The trailer for A Mother Takes Her Son To Be Shot, a new documentary set in Londonderry, opens with a mundane domestic image – a mother dropping chips into a deep-fat fryer.
A mother cooking for her family, a typical image of comfort and protection.
But in post-conflict Northern Ireland, a mother’s role can be skewed.
The question of how to nurture and protect can become bizarre and terrifying and involve impossible choices – the fryer or the firing line.
This impossible choice is the key action on which Sinéad O’Shea’s film rests – a mother who must allow her son to be permanently maimed in order to protect his life.
The film, which was officially released earlier in September, charts a five-year span in the lives of Majella O’Donnell and her sons in Derry’s Creggan estate – teenager Philly, who was kneecapped after being accused of drug dealing, and Kevin Barry, 11, a child at the film’s start who ages through the run-time.
The shooting that launched A Mother Takes Her Son To Be Shot happened in 2012, but the film’s subject matter is a barely needed reminder that, while the Troubles officially ended 20 years ago, some communities in Northern Ireland are still entrenched in their own wars and traumas.
Up until August this year, there were 19 paramilitary-style shootings. There were 24 in 2017.
Despite those figures, the subject of communities policed by paramilitaries – and the despair and mental trauma inflicted on those caught in the crossfire of vigilantism – is not always discussed in public.
“We held a first screening in Derry and had a Q&A afterwards, but no-one asked any questions,” Sinéad says.
“In Belfast, it was different. People were saying good and bad things about the film.
“But in Derry, it was a lot quieter. People seemed to have things to say but they were nervous. One woman did put up her hand and said the Good Friday Agreement hadn’t worked for her.
“Another came up to me afterwards and told me the film was exactly what it was like in their community. But I didn’t understand why they wouldn’t say that openly.”
“The film is not an attempt to represent the whole of Derry. It’s my experience in that community. My hope was to show that this isn’t a black and white story – this is how people behaved and what they believed,” she adds.
Despite the atmosphere in Derry, the film has been well received with its limited release playing to sizable audiences and positive notices from critics.

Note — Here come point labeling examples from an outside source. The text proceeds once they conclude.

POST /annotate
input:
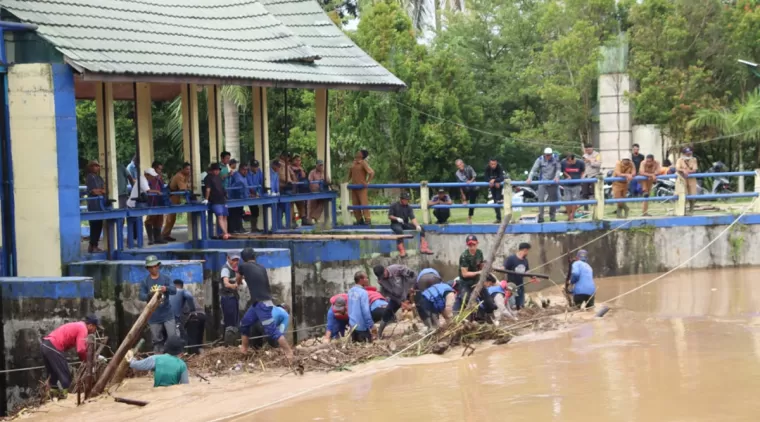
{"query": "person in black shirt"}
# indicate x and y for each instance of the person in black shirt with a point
(402, 218)
(518, 263)
(495, 176)
(215, 196)
(257, 280)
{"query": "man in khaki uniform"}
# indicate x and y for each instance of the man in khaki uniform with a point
(685, 166)
(360, 173)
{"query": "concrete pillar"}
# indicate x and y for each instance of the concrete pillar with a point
(144, 126)
(344, 198)
(214, 105)
(424, 198)
(323, 130)
(107, 139)
(42, 111)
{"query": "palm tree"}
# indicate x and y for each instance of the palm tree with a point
(743, 120)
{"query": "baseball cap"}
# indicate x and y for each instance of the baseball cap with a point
(152, 261)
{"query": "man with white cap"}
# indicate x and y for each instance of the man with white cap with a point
(547, 167)
(624, 168)
(685, 166)
(582, 280)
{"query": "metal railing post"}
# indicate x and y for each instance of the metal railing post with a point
(424, 198)
(598, 212)
(681, 193)
(756, 207)
(344, 198)
(506, 194)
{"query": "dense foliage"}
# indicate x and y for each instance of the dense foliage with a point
(505, 79)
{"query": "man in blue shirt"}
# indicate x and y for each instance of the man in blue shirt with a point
(162, 322)
(255, 180)
(359, 315)
(582, 279)
(183, 305)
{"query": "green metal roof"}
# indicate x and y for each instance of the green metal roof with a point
(289, 43)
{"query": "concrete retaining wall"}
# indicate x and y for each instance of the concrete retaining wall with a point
(32, 308)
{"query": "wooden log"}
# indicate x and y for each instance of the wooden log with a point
(489, 262)
(133, 402)
(307, 236)
(132, 337)
(121, 371)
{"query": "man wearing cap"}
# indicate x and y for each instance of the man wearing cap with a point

Screen Ireland has told the film-maker that it was one of the biggest openings for a documentary in Ireland, although she admits it had been a “constant battle” to get the self-distributed film into cinemas.
“But it’s done so well and sold out everywhere it’s shown,” she adds. “Films like this are not supposed to do well.”

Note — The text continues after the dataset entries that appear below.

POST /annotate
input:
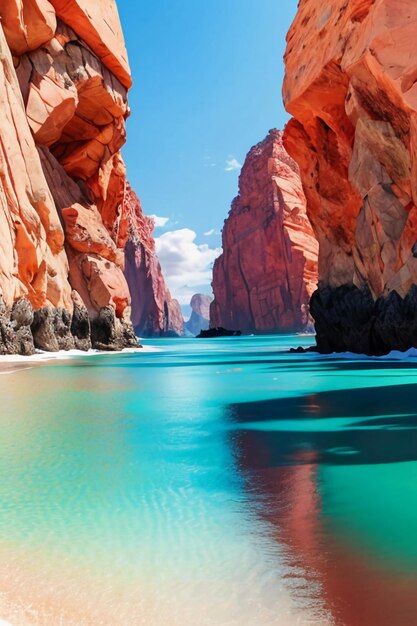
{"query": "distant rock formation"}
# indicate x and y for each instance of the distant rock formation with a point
(154, 312)
(64, 77)
(268, 270)
(200, 316)
(212, 333)
(351, 88)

Sinéad was working as a filmmaker and journalist for Al Jazeera when she saw a news story pop-up on social media. It was about Majella and Philly’s shooting, after he was accused of being a drug dealer.
The filmmaker went to Derry with the intention of filing a news report. She had no idea it would be the start of a five-year project.
“It had to be that way (a film) in the end,” she says.
“I think if people knew I was there for just a few facts and figures, some sound bites, they wouldn’t have trusted me.
“I knew I had to commit more to it. My background was filmmaking so I thought those were the sensibilities I had to bring to such an emotional story.”
Through Hugh Brady, a community worker who figures heavily in the finished film, Sinéad got in touch with the O’Donnells. After months of visits, she earned enough trust to start filming.
The result is a film with a “universal” post-conflict story, albeit taking place in a unique community in an “ongoing state of emergency”, she says.
“It’s a society that is self-policing post-conflict. There are characters that are interesting and funny and human, and family drama. It goes beyond Northern Ireland.”
It is also, she says, a film in which she is constantly second-guessing what people are telling her.
“The biggest surprise I found was how people would keep exaggerating and telling stories,” Sinead says.
“You would hear a version of a story once, and then the next time you’d hear a different version.
“These stories were interesting, moving, entertaining – but were they true? I was told things so outlandish, things that sounded true that turned out to be false, things that sounded false were turned out to be true.”
She added: “I think it’s performative in a way but also an indication of just how PTSD and other issues are affecting communities. People no longer care what happens or how they’re feeling, and their perception changes. Everyone got used to delivering every story like it was the news.”
She says it’s an aspect of the film Northern Ireland audiences understand, along with its bleak humour.
“People in Northern Ireland laugh at this film,” she says. “They have a sophisticated sense of humour.
“I think they understand this duality much better – that you can be an absolute monster but also quite nice, or you can be funny and awful at the same time.”
The O’Donnell’s have seen the film too, after the director showed it to them in their living room.
“They seemed to love it,” she says.
While the film’s bleak narrative offers no solutions for communities like Creggan, or families like the O’Donnells, the director reckons there is scope for new conversations around those left behind by the peace process.
“I don’t think people in these communities get enough psychological support and they’re given so little hope,” she says.
“The employment issue is so troubling. The UK has just walked away from the community. I just found the whole situation very moving.”